DAYTON Ohio (WDTN) — Wright State University was just awarded $160,000 for clinical trials.

WSU researchers will use the funding to conduct a stage 1 clinical trial using electroencephalogram transcranial magnetic stimulation (eTMS) to treat the effects of post-traumatic stress disorder (PTSD) in military veterans and first responders.

Matt Sherwood, Ph.D., a research associate professor in the Department of Neuroscience, Cell Biology and Physiology at Wright State will lead the trial. Wave Neuroscience is sponsoring the trial conducted by Sherwood and a team of four Wright State graduate students.

According to a press release from WSU, Wave Neuroscience applied for funding from the Ohio Department of Mental Health and Addiction Services to conduct the FDA clinical trial. The company is also responsible for developing the software that interprets EEG recordings, which determine the stimulation parameters that are used for the personalized protocol.

The team will gather data on the effects of eTMS on a group of 30 people who have PTSD. Trial organizers claim the benefit of eTMS as a treatment for PTSD is that it is a non-invasive treatment and highly localized. Sherwood said this gives eTMS an advantage over taking medication, which is distributed throughout the entire body.

“PTSD occurs when exposure to a traumatic event causes the brain to develop abnormal neural pathways, which lead to heightened emotional responses and social anxiety. These responses can be triggered by stimuli that remind a person of the traumatic event,” said Sherwood.

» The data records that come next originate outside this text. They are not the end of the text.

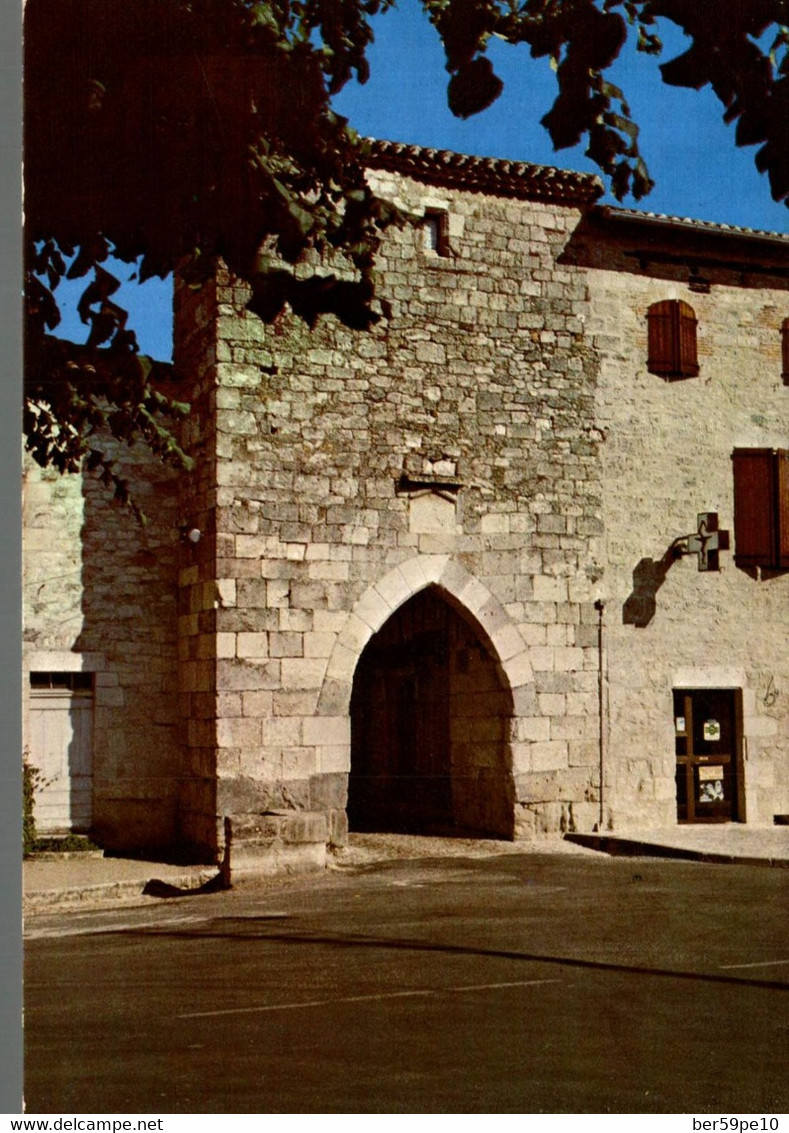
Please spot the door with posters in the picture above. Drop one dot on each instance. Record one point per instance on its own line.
(707, 732)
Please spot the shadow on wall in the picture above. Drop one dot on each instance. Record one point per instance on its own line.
(642, 603)
(129, 620)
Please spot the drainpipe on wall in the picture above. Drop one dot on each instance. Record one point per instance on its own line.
(600, 606)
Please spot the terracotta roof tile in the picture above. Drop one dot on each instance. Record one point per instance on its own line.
(489, 175)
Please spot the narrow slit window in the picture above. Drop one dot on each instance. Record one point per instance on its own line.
(435, 232)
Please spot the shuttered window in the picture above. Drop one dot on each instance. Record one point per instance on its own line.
(672, 339)
(762, 508)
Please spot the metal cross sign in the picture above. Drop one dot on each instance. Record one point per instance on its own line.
(707, 542)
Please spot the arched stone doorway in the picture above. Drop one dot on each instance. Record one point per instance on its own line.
(430, 727)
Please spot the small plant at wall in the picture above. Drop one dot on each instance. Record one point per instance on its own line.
(32, 780)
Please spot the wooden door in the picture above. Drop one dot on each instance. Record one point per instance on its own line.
(400, 778)
(709, 755)
(60, 746)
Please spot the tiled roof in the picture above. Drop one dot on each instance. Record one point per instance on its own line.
(687, 222)
(489, 175)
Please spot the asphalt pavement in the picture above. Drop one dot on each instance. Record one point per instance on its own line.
(94, 880)
(502, 982)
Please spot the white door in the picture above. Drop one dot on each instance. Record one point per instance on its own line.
(61, 748)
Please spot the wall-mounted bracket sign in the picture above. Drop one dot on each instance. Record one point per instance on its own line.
(706, 543)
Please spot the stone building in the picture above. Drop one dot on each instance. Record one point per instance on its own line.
(515, 560)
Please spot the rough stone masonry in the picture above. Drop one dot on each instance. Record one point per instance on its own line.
(420, 544)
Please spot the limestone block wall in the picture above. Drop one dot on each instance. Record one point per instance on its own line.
(331, 451)
(666, 458)
(100, 598)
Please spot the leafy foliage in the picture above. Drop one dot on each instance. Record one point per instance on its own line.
(169, 133)
(32, 780)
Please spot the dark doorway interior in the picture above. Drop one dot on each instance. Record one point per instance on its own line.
(430, 726)
(707, 727)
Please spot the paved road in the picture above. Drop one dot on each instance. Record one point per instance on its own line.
(508, 985)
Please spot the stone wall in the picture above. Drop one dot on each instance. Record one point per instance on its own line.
(333, 452)
(100, 598)
(667, 457)
(495, 445)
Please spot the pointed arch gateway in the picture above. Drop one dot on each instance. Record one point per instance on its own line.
(432, 682)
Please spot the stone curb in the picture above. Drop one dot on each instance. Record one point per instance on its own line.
(92, 896)
(633, 848)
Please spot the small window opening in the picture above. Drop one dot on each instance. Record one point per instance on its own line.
(435, 232)
(672, 349)
(762, 508)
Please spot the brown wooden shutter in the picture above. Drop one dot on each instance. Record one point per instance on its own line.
(762, 508)
(672, 339)
(782, 508)
(686, 338)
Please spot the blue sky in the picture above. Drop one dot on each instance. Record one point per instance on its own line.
(690, 152)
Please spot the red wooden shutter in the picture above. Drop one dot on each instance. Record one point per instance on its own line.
(762, 508)
(672, 339)
(754, 520)
(686, 340)
(782, 508)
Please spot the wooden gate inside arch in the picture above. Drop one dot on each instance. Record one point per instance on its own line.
(430, 726)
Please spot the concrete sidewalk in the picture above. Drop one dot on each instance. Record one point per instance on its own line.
(724, 843)
(92, 880)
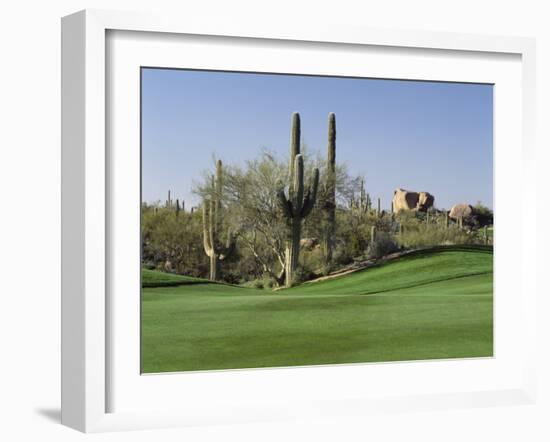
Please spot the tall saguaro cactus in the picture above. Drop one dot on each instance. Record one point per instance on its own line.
(216, 250)
(299, 202)
(330, 203)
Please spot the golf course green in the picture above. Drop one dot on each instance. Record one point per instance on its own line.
(431, 304)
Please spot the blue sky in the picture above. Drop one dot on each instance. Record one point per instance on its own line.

According to researchers, when beginning treatment, the patient receives a baseline brain activity recording to establish individualized stimulation parameters. The treatment involves a small black coil positioned over the patient’s head and emits a magnetic field in a cyclical-based paradigm that non-invasively stimulates that brain for 20 minutes each session. The treatment is repeated 20 times over five weeks.

“The treatment area of the magnetic field is about a one-centimeter sphere which induces an electrical field with it,” said Sherwood. “The electrical field causes sodium and other chemicals to move with it, which may have the potential to change brain activity at the neuronal level, to help drive normal responses to everyday emotional events.”

After researchers collect and submit the data, they will begin the second phase of the research project. The second phase will be a controlled study involving a sham group and an active group. The goal of the second phase will be to determine the efficacy of the treatment.

WSU researchers hope to achieve FDA approval of eTMS. This would enable third-party billing for the treatment of PTSD.